If target networks can be used to reduce the error over multiple updates, and policy updates on high-error states cause divergent behavior, then the policy network should be updated at a lower frequency than the value network, to first minimize error before introducing a policy update.
Thus, delaying policy updates can be helpful in minimizing the estimation error by updating the policy and target networks after a fixed number of updates \(d\) to the critic. To ensure the TD-error remains small, target network is also slowly updated by \(\theta^{\prime} \leftarrow \tau \theta + (1 - \tau) \theta^{\prime}\).

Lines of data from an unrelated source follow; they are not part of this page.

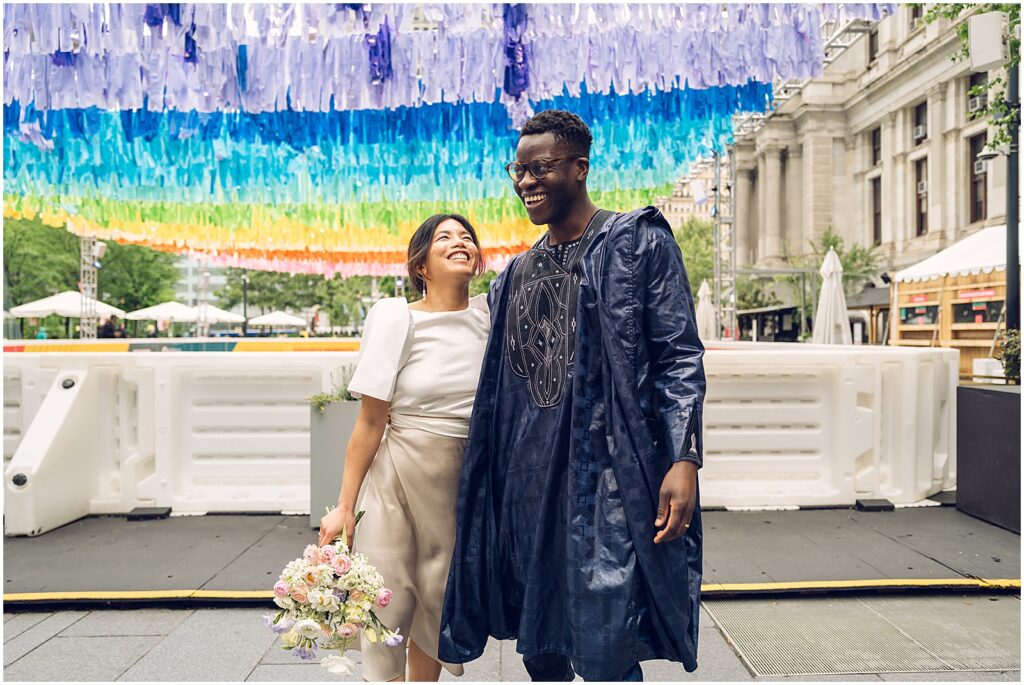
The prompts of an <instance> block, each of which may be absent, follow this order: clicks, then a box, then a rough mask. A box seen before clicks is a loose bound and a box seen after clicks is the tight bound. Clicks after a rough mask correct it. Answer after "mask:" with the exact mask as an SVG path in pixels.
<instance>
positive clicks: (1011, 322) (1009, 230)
mask: <svg viewBox="0 0 1024 685" xmlns="http://www.w3.org/2000/svg"><path fill="white" fill-rule="evenodd" d="M1009 78H1010V83H1009V84H1008V86H1007V101H1008V103H1009V104H1010V108H1011V113H1012V114H1013V117H1014V119H1013V121H1012V122H1011V124H1010V155H1009V157H1008V158H1007V299H1006V306H1007V330H1008V331H1009V330H1011V329H1014V330H1017V331H1019V330H1020V328H1021V318H1020V308H1021V266H1020V252H1019V242H1018V232H1017V231H1018V228H1019V224H1020V208H1019V204H1020V169H1019V168H1018V159H1019V155H1018V151H1017V146H1018V132H1019V131H1020V111H1021V103H1020V94H1019V88H1018V83H1017V79H1018V78H1019V77H1018V71H1017V66H1016V65H1014V66H1013V67H1011V68H1010V73H1009Z"/></svg>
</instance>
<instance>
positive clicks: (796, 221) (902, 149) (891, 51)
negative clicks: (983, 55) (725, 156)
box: [734, 5, 1007, 272]
mask: <svg viewBox="0 0 1024 685" xmlns="http://www.w3.org/2000/svg"><path fill="white" fill-rule="evenodd" d="M921 11H922V10H921V9H919V8H912V7H910V6H908V5H898V6H897V10H896V13H895V14H893V15H892V16H888V17H886V18H884V19H883V20H882V22H880V23H879V24H878V25H877V26H876V27H874V29H873V30H872V31H871V32H865V33H864V34H863V35H862V36H861V37H860V38H858V39H857V40H856V41H855V42H854V43H853V44H852V46H851V47H850V48H849V49H847V50H846V51H845V52H844V53H843V54H842V55H840V57H839V58H838V59H836V60H835V61H834V62H831V63H830V65H828V66H827V67H826V68H825V70H824V72H823V74H822V75H821V76H820V77H817V78H815V79H812V80H810V81H809V82H808V83H807V84H806V85H804V87H803V88H802V89H800V90H799V91H798V92H796V94H794V95H792V96H791V97H790V98H788V99H785V100H784V101H782V102H781V103H780V104H779V105H778V108H777V110H776V111H775V113H774V114H772V115H771V116H770V117H768V118H767V120H766V122H765V124H764V126H762V127H761V128H760V129H758V130H757V131H755V132H754V133H748V134H744V135H737V136H736V139H735V152H734V155H735V158H736V215H737V229H738V230H737V239H736V242H737V255H738V259H737V261H738V263H739V264H741V265H743V264H754V265H758V266H772V265H779V264H782V263H783V262H784V261H785V257H786V256H792V255H796V254H801V253H807V252H809V251H810V242H811V241H813V240H815V239H816V238H818V237H820V236H821V233H822V232H824V231H825V230H826V229H827V228H828V226H829V225H830V226H833V227H834V229H835V230H836V231H837V232H839V233H840V234H841V236H842V237H843V238H844V240H845V242H846V243H847V244H848V245H849V244H860V245H864V246H868V245H876V246H878V252H879V255H880V269H881V271H882V272H885V271H892V270H895V269H899V268H902V267H904V266H907V265H910V264H913V263H915V262H918V261H920V260H922V259H924V258H926V257H929V256H930V255H932V254H934V253H936V252H938V251H939V250H942V249H944V248H945V247H948V246H949V245H951V244H953V243H955V242H956V241H958V240H959V239H962V238H964V237H966V236H968V234H970V233H972V232H974V231H976V230H979V229H980V228H982V227H984V226H987V225H993V224H999V223H1005V222H1006V190H1007V188H1006V183H1007V158H1006V157H998V158H996V159H994V160H990V161H987V162H983V163H981V164H979V165H976V164H975V162H976V157H977V155H978V153H979V152H980V151H981V149H982V148H983V147H984V145H985V143H986V141H987V139H988V138H987V136H990V135H991V131H989V130H988V127H987V124H986V122H984V121H979V120H975V119H974V117H973V115H972V114H971V110H972V109H973V108H976V106H977V104H978V103H977V101H976V100H974V101H972V99H971V98H970V96H969V95H968V91H969V89H970V88H971V86H972V85H974V84H976V83H977V82H978V80H979V79H982V78H986V77H985V75H973V74H972V73H971V71H970V66H969V63H968V61H966V60H964V61H953V60H952V58H951V57H952V55H953V53H954V52H955V51H956V50H957V49H958V48H959V40H958V38H957V36H956V33H955V30H954V27H953V26H952V25H951V23H949V22H947V20H944V19H942V20H939V22H937V23H934V24H930V25H926V24H924V22H923V20H922V19H921ZM1002 74H1005V73H1002ZM991 76H992V77H993V78H994V76H995V74H994V73H993V74H992V75H991Z"/></svg>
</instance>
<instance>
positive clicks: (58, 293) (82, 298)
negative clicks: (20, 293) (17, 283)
mask: <svg viewBox="0 0 1024 685" xmlns="http://www.w3.org/2000/svg"><path fill="white" fill-rule="evenodd" d="M83 299H86V298H85V297H84V296H83V295H82V293H79V292H76V291H74V290H66V291H65V292H62V293H57V294H56V295H51V296H49V297H44V298H43V299H41V300H36V301H35V302H27V303H25V304H19V305H17V306H16V307H11V308H10V313H12V314H14V315H15V316H18V317H20V318H30V317H40V316H49V315H51V314H56V315H58V316H73V317H76V318H80V317H81V316H82V300H83ZM94 302H95V303H96V315H97V316H100V317H108V316H111V315H117V316H124V315H125V312H124V309H118V308H117V307H115V306H113V305H110V304H106V303H105V302H100V301H99V300H94Z"/></svg>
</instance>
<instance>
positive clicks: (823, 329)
mask: <svg viewBox="0 0 1024 685" xmlns="http://www.w3.org/2000/svg"><path fill="white" fill-rule="evenodd" d="M820 273H821V280H822V283H821V294H820V295H819V296H818V307H817V309H816V310H815V311H814V332H813V334H812V335H811V342H812V343H814V344H815V345H852V344H853V336H852V335H851V334H850V319H849V316H848V315H847V311H846V295H845V294H844V293H843V264H841V263H840V261H839V255H837V254H836V251H835V250H828V254H826V255H825V261H824V262H823V263H822V264H821V269H820Z"/></svg>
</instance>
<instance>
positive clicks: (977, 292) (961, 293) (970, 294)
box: [957, 288, 995, 300]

Target Policy Smoothing Regularization
Since deterministic policies can overfit to narrow peaks in the value estimate, a regularization strategy is used for deep value learning, target policy smoothing which mimics the learning update from SARSA. The idea is that similar actions should have similar value (reduce the variance of target):
\[y = r + E_{\epsilon} [Q_{\theta^{\prime}} (s^{\prime}, \pi_{\phi^{\prime}} (s^{\prime}) + \epsilon)]\]
In practice, we can approximate this expectation over actions (\(\pi_{\phi^{\prime}} (s^{\prime}) + \epsilon\)) by adding a small amount of random noise to the target policy and averaging over mini-batches:
\[y = r + \gamma Q_{\theta^{\prime}} (s^{\prime}, \pi_{\phi^{\prime}} (s^{\prime}) + \epsilon)\]
\[\epsilon \sim clip(N(0, \sigma), -c, c)\]
Where noise is clipped to have it close to the original action (make sure it is a small area around original action).
Algorithm
Conclusion
The paper focus on resolve overestimation error in actor critic setting (DPG) and discusses that failure can occur due to the interplay between the actor and critic updates. Value estimates diverge through overestimation when the policy is poor, and the policy will become poor if the value estimate itself is inaccurate (high variance).
Solutions:
Overestimation Error in value estimation: using clipped double Q-learning to estimate the target value \(y_1, y_2\) \[y_1 = r + \gamma \min_{i=1, 2} Q_{\theta^{\prime}_{i}} (s^{\prime}, \pi_{\phi^{\prime}} (s^{\prime}))\] \[y_2 = y_1\]
Estimation Error (TD error) and High Variance in value estimation: By using delayed policy and value updates with target networks, we have more stable and more accurate estimate of the value function by updating the value function several times.
Overfitting in Value estimation: by forcing the value estimate to be similar for similar actions, we smooth out the value estimation. \[y = r + \gamma Q_{\theta^{\prime}} (s^{\prime}, \pi_{\phi^{\prime}} (s^{\prime}) + \epsilon)\] \[\epsilon \sim clip(N(0, \sigma), -c, c)\]
The general structure of the algorithm follows DDPG.